Hedge funds have ramped up their bets on pound falling further against the dollar to record levels in the wake of the Brexit vote, new data show.
A Bloomberg analysis of futures and options contracts in sterling held by hedge funds and other large asset managers shows a heavy weight of money betting against the British currency in the week to 9 August.
The net number of contracts (short positions minus long positions) betting on sterling to fall further against the US dollar increased to 90,082 in the week to 9 August.
The data is published weekly by the US Commodity Futures Trading Commission, and the latest figure shows the largest net negative position for sterling since the CFTC started collecting the data in 1992.

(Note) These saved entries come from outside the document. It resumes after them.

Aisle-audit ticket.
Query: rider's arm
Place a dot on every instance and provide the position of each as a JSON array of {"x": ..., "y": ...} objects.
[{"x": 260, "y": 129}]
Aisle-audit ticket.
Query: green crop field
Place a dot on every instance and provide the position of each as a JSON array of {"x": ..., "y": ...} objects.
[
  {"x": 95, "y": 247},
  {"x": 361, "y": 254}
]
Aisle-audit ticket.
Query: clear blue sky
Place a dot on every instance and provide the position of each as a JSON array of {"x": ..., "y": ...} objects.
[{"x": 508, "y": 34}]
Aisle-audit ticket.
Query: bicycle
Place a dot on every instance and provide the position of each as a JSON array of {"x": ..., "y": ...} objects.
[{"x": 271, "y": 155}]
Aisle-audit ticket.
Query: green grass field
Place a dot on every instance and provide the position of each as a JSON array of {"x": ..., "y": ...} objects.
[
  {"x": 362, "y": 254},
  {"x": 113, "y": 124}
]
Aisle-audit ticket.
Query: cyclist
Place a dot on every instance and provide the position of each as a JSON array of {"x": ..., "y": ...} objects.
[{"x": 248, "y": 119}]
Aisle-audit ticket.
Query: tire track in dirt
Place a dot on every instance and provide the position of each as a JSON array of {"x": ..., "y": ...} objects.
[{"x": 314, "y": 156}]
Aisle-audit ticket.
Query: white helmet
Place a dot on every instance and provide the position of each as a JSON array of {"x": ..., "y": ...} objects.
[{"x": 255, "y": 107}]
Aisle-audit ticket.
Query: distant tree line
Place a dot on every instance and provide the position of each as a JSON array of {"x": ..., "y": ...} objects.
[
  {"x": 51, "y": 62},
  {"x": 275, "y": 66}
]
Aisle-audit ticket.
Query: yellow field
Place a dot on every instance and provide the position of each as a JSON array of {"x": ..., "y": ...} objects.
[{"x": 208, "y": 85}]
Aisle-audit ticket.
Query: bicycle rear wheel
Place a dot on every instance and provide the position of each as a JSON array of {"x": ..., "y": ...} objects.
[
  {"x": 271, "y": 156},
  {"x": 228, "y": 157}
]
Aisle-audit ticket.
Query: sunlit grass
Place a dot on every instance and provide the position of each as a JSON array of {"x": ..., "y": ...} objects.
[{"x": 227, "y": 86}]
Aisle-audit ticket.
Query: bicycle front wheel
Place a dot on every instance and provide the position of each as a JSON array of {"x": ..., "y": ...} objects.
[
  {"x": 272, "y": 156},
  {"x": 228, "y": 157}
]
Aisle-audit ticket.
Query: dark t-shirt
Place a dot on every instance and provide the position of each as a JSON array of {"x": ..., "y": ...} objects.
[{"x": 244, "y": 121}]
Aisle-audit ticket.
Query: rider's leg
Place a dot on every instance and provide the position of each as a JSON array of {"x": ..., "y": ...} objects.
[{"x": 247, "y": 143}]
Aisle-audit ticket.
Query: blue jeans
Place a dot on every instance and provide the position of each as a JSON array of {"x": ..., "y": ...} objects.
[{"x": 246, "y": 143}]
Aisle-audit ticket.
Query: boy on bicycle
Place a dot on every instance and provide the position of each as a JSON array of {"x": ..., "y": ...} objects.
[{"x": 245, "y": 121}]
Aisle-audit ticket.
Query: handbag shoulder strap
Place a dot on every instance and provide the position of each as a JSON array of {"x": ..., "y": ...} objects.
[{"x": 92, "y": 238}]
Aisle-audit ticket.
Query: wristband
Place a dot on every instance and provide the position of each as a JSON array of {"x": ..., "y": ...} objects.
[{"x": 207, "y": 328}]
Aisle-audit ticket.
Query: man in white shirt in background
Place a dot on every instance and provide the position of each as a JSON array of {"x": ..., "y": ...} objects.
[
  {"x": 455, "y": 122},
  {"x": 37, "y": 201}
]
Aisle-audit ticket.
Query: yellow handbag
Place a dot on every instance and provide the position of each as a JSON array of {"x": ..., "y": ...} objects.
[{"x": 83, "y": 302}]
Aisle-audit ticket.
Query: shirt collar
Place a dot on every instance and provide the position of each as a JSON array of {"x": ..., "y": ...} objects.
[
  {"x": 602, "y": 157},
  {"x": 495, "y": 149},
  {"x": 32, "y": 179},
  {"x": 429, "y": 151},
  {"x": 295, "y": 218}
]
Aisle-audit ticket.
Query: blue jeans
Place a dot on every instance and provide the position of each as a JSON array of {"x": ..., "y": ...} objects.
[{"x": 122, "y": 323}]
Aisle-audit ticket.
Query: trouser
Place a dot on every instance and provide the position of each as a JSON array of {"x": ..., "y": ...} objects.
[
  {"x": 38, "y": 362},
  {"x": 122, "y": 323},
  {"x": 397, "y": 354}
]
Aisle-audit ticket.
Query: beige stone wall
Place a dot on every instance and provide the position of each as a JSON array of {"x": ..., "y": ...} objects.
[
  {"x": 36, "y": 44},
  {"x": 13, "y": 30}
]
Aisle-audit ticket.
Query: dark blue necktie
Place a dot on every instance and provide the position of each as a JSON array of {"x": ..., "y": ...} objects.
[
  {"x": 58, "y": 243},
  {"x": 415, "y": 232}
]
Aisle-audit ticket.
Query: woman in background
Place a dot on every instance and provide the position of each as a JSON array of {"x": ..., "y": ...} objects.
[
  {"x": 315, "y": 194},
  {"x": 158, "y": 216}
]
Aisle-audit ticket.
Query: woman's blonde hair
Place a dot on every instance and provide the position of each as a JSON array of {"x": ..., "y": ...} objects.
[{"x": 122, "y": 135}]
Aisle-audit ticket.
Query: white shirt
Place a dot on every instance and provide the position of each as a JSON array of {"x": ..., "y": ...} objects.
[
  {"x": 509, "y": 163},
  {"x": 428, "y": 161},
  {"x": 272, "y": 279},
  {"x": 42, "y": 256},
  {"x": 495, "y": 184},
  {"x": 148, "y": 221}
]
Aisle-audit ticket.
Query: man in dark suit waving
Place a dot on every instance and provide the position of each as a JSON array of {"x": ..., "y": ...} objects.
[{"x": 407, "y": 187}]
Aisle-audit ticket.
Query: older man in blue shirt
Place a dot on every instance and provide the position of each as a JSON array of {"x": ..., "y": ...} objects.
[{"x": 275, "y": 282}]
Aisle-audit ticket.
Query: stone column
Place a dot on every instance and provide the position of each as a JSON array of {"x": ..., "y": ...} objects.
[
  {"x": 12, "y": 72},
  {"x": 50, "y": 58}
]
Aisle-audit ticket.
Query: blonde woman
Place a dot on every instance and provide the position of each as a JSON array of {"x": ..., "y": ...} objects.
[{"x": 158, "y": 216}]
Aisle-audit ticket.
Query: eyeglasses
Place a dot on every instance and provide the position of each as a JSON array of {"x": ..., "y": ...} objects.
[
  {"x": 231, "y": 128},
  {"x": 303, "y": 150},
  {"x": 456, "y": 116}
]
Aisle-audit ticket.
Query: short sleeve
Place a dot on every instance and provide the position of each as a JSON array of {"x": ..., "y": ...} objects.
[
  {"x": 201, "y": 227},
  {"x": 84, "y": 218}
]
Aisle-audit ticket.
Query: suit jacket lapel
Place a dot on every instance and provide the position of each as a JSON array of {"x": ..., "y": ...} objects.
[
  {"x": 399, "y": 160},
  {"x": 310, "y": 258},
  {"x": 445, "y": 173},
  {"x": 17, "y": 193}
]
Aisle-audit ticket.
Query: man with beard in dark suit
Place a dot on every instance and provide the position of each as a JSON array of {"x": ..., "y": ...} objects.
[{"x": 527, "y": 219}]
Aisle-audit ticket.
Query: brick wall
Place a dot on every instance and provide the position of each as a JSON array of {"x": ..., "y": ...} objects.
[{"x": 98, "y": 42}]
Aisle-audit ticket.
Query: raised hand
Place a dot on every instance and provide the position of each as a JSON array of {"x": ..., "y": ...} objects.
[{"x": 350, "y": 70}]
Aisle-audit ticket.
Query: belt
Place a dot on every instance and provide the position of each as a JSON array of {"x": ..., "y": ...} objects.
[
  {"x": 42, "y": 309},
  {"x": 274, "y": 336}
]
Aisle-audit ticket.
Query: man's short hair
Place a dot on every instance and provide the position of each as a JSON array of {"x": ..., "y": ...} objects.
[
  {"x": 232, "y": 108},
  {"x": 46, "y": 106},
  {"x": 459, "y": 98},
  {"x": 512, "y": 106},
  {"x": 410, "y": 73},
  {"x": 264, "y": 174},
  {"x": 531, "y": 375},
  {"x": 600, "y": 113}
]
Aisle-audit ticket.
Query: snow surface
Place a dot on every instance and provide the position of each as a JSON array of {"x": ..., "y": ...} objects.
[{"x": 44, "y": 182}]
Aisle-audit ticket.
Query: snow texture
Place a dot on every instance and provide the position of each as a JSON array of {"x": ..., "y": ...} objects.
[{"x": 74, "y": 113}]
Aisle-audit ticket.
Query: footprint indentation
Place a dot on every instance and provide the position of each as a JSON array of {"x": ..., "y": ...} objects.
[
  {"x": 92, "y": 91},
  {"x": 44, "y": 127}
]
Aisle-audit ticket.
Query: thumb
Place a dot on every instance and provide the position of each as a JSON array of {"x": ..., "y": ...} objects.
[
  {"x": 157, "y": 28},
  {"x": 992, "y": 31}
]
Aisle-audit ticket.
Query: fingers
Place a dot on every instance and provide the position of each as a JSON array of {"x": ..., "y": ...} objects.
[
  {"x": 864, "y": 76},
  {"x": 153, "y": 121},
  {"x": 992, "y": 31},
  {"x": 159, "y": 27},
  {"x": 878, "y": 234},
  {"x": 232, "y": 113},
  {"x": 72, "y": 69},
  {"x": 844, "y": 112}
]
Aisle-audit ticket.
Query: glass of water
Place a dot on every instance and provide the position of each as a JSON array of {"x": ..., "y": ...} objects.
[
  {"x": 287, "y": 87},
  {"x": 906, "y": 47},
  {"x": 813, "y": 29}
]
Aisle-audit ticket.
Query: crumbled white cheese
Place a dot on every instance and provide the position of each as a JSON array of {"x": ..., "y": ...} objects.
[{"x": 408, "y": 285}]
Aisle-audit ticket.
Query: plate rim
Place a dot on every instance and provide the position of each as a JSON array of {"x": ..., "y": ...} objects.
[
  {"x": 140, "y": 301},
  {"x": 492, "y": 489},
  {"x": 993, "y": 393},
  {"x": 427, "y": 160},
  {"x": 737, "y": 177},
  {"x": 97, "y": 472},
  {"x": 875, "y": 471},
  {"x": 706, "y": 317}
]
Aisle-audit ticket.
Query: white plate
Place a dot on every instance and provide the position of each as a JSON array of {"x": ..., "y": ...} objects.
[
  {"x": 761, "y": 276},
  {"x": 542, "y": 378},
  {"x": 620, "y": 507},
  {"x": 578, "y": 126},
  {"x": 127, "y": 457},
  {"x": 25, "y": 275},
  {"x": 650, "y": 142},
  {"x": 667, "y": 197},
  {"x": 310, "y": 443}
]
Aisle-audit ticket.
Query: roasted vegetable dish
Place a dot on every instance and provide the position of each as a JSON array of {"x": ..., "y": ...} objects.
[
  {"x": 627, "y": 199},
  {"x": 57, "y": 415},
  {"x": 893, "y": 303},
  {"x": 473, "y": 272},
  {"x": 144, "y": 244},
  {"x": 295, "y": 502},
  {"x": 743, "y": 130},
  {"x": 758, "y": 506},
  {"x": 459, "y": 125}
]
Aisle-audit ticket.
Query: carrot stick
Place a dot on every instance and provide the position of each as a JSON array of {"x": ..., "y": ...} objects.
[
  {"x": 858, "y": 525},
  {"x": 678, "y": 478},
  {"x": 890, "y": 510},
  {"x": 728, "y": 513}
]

Record bets versus sterling

Each contract is worth £62,500 making the total bets against sterling worth around £5.63bn.
There were 125,605 short contracts and only 35,523 short contracts, yielding the market's net short position of 92,082.
There has not been a net long position on sterling since November 2015.
“Whilst we cannot always rely on hedge funds to get it right, market sentiment has declined for Sterling and may do so further as more economic data is released” said Ana Thaker of PhillipCapital.
Sterling endured its biggest single day’s fall in modern history on 24 June as the UK electorate voted to leave the single currency, catching most in the financial markets by surprise.
The pound sank 8 per cent to its lowest value against the dollar since 1985 as traders reacted to the prospect of the UK losing its membership of the single market.
After a slight rebound over the past month, the pound is now on a falling trend again and yesterday, the value of sterling fell by almost half a cent to $1.2872.
And against the euro it slipped below €1.15 for the first time in three years.
On a trade-weighted basis sterling is now down 12.4 per cent since the 23 June plebiscite.
Data from the Office for National Statistics on Thursday will show how retail sales – which account for around 30 per cent of household consumption – performed in July in the wake of the Brexit.
This is one of the first items of “hard” economic data from the ONS since the Brexit vote and will be carefully scrutinised by financial markets to see whether the picture is as bad, or better, than feared.
Heavy hints from the Bank of England’s Monetary Policy Committee that the base rate will be cut again later this year have also been weighing on sterling since the rate was slashed to just 0.25 per cent earlier this month and the Bank restarted its asset purchase programme.